Tanto es así que la ropa que compramos y que firman marcas conocidas, algunas de ellas españolas, se confecciona a muchos kilómetros de aquí, y en condiciones laborales que vulneran los derechos humanos. Las largas cadenas de suministros, la falta de regulación y la subcontratación masiva facilitan estas vulneraciones.
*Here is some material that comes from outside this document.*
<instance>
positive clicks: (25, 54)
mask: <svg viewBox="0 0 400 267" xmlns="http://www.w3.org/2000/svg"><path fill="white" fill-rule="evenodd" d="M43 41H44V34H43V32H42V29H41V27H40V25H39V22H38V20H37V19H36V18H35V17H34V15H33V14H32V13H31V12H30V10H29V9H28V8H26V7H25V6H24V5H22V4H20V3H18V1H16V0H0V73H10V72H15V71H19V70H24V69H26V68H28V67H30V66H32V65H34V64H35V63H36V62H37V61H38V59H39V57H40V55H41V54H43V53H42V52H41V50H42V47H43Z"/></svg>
Tras la marca Made in European Union se esconden, por ejemplo, cientos de “maquilas” ubicadas en Europa Oriental y del sur, en las que se emplea mano de obra cualificada y con experiencia a cambio de salarios miserables. Solo en la UE, el sector textil emplea cerca de 1,3 millones de personas, de las que casi el 80% son mujeres, que sufren innumerables violencias: salarios de miseria, ausencia de bajas por enfermedad o maternidad, jornadas semanales imposibles o violencia física y sexual.

En Euskadi, según Eustat, el gasto medio en artículos de vestir por persona ronda 614€ al año, alrededor de 20 kg de ropa y unos 15 kg de deshechos por persona: un consumo y un impacto ambiental que forman parte de estas mismas cadenas globales de producción.